The February 25 issue of Current Science (Vol 108, No. 4.) contains a special section on Low Energy Nuclear Reactions (LENR), which is, to say the least, remarkable. The preface terms the putting together of so many papers by scientists involved in the field as constituting a “major review”. It is remarkable as LENR is, as the preface to the special section terms it, “a silent revolution in nuclear science”. This column dealt with this phenomenon some two years ago. But on the 26th anniversary of the discovery of what was called “Cold Fusion”, it is worth dwelling on this development, especially since there is more recognition of it now. After Martin Fleischmann and Stanley Pons, two chemical scientists, told the world on March 23, 1989, that they had succeeded in producing a great amount of heat by passing electricity through palladium inserted in heavy water, at room temperature, without radioactive emission, two things happened. On one hand, the big guns, who were invested heavily on ‘hot’ nuclear fusion and fission, came down heavily on this so-called experiment. They began to call it “junk science”. Since efforts at replicating the Fleischmann-Pons experiment ended with unpredictable results, it was easy to rubbish “cold fusion”. The two scientists themselves were not able to provide a convincing explanation to their experiment.
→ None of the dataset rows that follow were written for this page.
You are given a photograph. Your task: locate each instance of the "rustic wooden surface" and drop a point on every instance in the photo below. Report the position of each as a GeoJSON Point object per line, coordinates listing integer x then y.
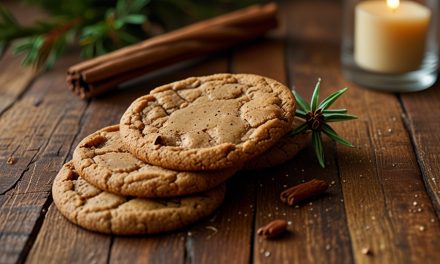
{"type": "Point", "coordinates": [384, 194]}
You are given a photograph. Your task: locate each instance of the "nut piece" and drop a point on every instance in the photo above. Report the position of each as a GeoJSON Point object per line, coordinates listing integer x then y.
{"type": "Point", "coordinates": [303, 191]}
{"type": "Point", "coordinates": [273, 229]}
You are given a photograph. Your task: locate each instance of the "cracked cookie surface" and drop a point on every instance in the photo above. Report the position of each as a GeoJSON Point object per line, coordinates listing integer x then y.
{"type": "Point", "coordinates": [96, 210]}
{"type": "Point", "coordinates": [285, 149]}
{"type": "Point", "coordinates": [208, 123]}
{"type": "Point", "coordinates": [103, 160]}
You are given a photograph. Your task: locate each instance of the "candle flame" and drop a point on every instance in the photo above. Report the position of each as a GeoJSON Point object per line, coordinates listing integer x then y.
{"type": "Point", "coordinates": [393, 4]}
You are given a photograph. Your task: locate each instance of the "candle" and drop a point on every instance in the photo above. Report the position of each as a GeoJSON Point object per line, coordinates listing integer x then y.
{"type": "Point", "coordinates": [390, 37]}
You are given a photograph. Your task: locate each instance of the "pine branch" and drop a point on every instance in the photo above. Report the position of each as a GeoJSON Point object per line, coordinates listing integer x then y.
{"type": "Point", "coordinates": [98, 28]}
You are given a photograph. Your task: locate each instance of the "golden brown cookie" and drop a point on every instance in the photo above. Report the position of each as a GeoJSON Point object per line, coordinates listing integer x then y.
{"type": "Point", "coordinates": [208, 123]}
{"type": "Point", "coordinates": [285, 149]}
{"type": "Point", "coordinates": [103, 161]}
{"type": "Point", "coordinates": [96, 210]}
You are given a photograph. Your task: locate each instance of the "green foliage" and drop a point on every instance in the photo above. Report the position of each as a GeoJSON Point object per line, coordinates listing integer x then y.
{"type": "Point", "coordinates": [316, 116]}
{"type": "Point", "coordinates": [100, 26]}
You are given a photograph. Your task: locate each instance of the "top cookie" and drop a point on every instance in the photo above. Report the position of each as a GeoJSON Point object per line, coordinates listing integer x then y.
{"type": "Point", "coordinates": [285, 149]}
{"type": "Point", "coordinates": [103, 161]}
{"type": "Point", "coordinates": [208, 123]}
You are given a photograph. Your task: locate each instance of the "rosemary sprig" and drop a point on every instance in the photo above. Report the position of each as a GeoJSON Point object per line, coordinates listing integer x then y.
{"type": "Point", "coordinates": [316, 116]}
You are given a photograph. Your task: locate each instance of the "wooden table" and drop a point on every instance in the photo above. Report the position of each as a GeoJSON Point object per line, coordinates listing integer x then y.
{"type": "Point", "coordinates": [383, 205]}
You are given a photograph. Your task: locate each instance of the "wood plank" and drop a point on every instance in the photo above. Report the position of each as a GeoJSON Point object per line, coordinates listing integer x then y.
{"type": "Point", "coordinates": [323, 221]}
{"type": "Point", "coordinates": [14, 80]}
{"type": "Point", "coordinates": [59, 241]}
{"type": "Point", "coordinates": [39, 139]}
{"type": "Point", "coordinates": [422, 120]}
{"type": "Point", "coordinates": [388, 211]}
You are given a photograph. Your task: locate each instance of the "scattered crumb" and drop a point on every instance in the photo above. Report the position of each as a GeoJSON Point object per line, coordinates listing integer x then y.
{"type": "Point", "coordinates": [11, 160]}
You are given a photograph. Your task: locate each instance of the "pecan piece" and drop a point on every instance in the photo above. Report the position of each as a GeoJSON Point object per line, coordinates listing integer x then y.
{"type": "Point", "coordinates": [303, 191]}
{"type": "Point", "coordinates": [273, 229]}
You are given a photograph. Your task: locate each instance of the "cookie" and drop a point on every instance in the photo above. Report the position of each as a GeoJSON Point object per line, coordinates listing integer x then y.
{"type": "Point", "coordinates": [103, 161]}
{"type": "Point", "coordinates": [285, 149]}
{"type": "Point", "coordinates": [96, 210]}
{"type": "Point", "coordinates": [208, 123]}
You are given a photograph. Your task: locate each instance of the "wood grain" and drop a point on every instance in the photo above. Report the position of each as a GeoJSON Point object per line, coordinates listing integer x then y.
{"type": "Point", "coordinates": [388, 212]}
{"type": "Point", "coordinates": [15, 80]}
{"type": "Point", "coordinates": [383, 195]}
{"type": "Point", "coordinates": [39, 138]}
{"type": "Point", "coordinates": [422, 121]}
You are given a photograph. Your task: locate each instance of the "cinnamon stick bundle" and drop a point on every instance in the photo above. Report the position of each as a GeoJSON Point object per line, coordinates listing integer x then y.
{"type": "Point", "coordinates": [95, 76]}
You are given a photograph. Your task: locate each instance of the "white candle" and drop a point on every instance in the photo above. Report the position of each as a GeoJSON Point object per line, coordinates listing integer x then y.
{"type": "Point", "coordinates": [390, 37]}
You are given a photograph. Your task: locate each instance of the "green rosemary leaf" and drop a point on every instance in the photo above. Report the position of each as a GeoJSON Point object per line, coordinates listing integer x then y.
{"type": "Point", "coordinates": [6, 16]}
{"type": "Point", "coordinates": [134, 19]}
{"type": "Point", "coordinates": [302, 104]}
{"type": "Point", "coordinates": [300, 113]}
{"type": "Point", "coordinates": [298, 130]}
{"type": "Point", "coordinates": [334, 111]}
{"type": "Point", "coordinates": [317, 145]}
{"type": "Point", "coordinates": [315, 96]}
{"type": "Point", "coordinates": [3, 46]}
{"type": "Point", "coordinates": [338, 117]}
{"type": "Point", "coordinates": [333, 135]}
{"type": "Point", "coordinates": [331, 99]}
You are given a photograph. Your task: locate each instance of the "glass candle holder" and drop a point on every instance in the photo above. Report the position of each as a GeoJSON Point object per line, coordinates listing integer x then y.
{"type": "Point", "coordinates": [391, 45]}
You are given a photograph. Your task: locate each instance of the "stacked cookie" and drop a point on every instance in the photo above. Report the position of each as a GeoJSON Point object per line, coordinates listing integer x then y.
{"type": "Point", "coordinates": [165, 165]}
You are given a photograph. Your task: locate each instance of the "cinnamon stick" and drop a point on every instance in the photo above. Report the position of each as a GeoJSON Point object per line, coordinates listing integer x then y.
{"type": "Point", "coordinates": [95, 76]}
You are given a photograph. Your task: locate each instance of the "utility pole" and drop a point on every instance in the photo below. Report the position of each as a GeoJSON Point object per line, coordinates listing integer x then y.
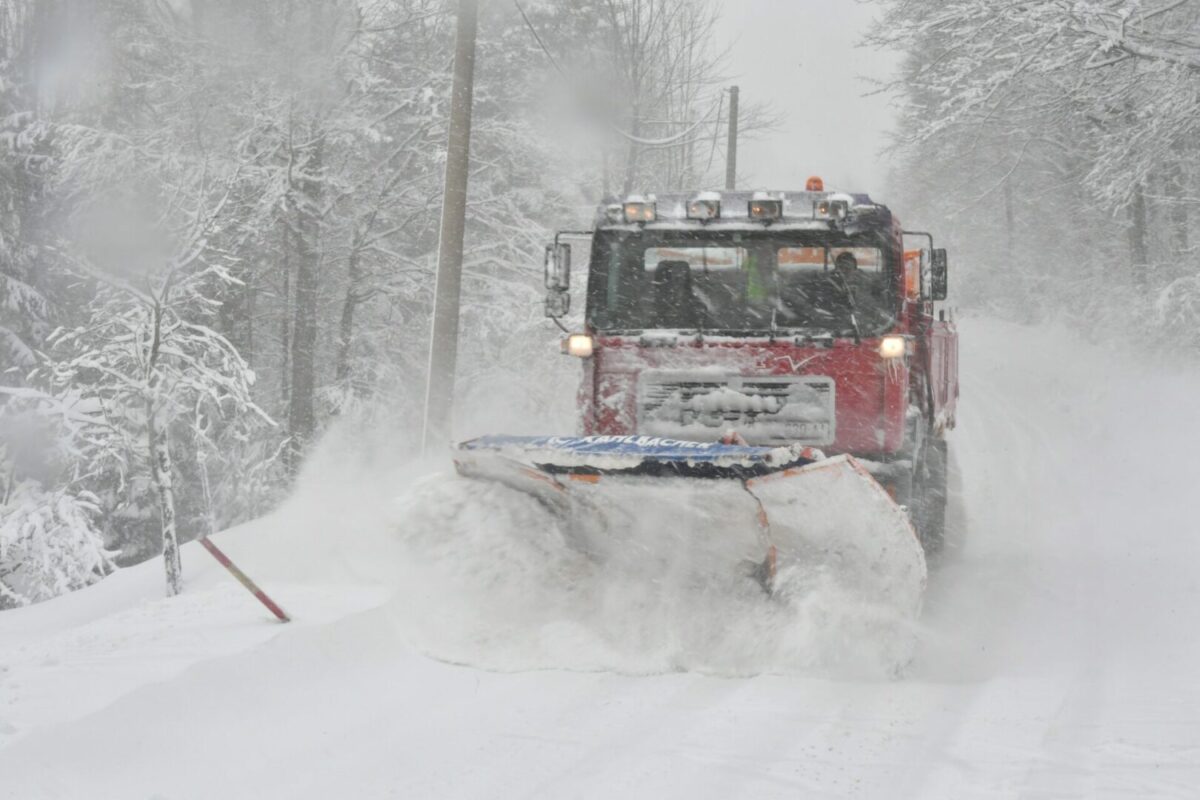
{"type": "Point", "coordinates": [448, 288]}
{"type": "Point", "coordinates": [731, 157]}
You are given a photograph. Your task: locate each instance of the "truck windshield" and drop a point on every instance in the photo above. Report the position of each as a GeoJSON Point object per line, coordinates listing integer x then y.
{"type": "Point", "coordinates": [744, 282]}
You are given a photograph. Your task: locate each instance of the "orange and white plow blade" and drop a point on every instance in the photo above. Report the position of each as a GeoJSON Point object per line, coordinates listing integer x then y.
{"type": "Point", "coordinates": [829, 519]}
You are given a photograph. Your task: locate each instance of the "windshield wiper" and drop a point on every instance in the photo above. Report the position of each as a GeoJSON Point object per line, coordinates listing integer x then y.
{"type": "Point", "coordinates": [844, 284]}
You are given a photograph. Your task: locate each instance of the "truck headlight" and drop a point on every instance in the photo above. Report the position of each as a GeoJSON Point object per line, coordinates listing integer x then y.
{"type": "Point", "coordinates": [893, 347]}
{"type": "Point", "coordinates": [581, 346]}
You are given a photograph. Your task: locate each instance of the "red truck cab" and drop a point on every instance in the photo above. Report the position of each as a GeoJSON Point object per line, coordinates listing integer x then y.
{"type": "Point", "coordinates": [779, 317]}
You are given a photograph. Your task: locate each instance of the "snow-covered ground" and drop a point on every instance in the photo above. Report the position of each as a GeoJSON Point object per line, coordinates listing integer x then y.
{"type": "Point", "coordinates": [1057, 654]}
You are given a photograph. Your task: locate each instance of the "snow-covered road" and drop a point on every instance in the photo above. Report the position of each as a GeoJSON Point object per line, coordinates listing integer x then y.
{"type": "Point", "coordinates": [1059, 655]}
Fleischmann and Pons became a flash in the scientific pan but their experiment captured the imagination of other scientists. Bhabha Atomic Research Centre (BARC) put together groups of scientists, at one time as many as 12 groups, numbering almost 50, to see for themselves if the phenomenon was real. The man who gave the go ahead was P K Iyengar. The initial observations were encouraging. But after the US Department of Atomic Energy weighed in with a negative report, the then ayatollah of BARC who succeeded Iyengar, declared that he thought cold fusion to be nonsense, and declined to give institutional backing into its research.
Yet, cold fusion enthusiasts have grown in number worldwide. This is based on the realisation that the incipient criticisms were misplaced, even wrong. As one scientist (Michael McCubre) points out elegantly: “Absence of evidence is not evidence of absence.” There have been as many as 18 international conferences devoted to this subject. In January 2011, Italian Andrea Rossi announced he had developed a working reactor (e-cat), where he had heated a minute amount of hydrogen in a lead chamber containing nickel powder. I’m told hydrogen turns nickel into copper and while doing so gives off both heat and gamma rays, which are held in by lead. Rossi has now got a one-megawatt reactor going, which can be ordered for about $1.5 billion. Here is the link in case you don’t believe it: http://ecat.com/ecat-products/ecat-1-mw. It consists of 106 e-cat units mounted in a “standard shipping container”. The standard delivery time is four months. There are also home variants in the works. The preface to the special section in Current Science points out that analysts are terming LENR as “disruptive technology” with the potential to turn the world economic order topsy turvy.
My suggestion is: we pride ourselves as a country that had cracked scientific research even before science became science as we now have come to know and understand it. Would it be too much to get a group of scientists together to determine if this is a technology that we could explore for our mind-boggling energy requirements?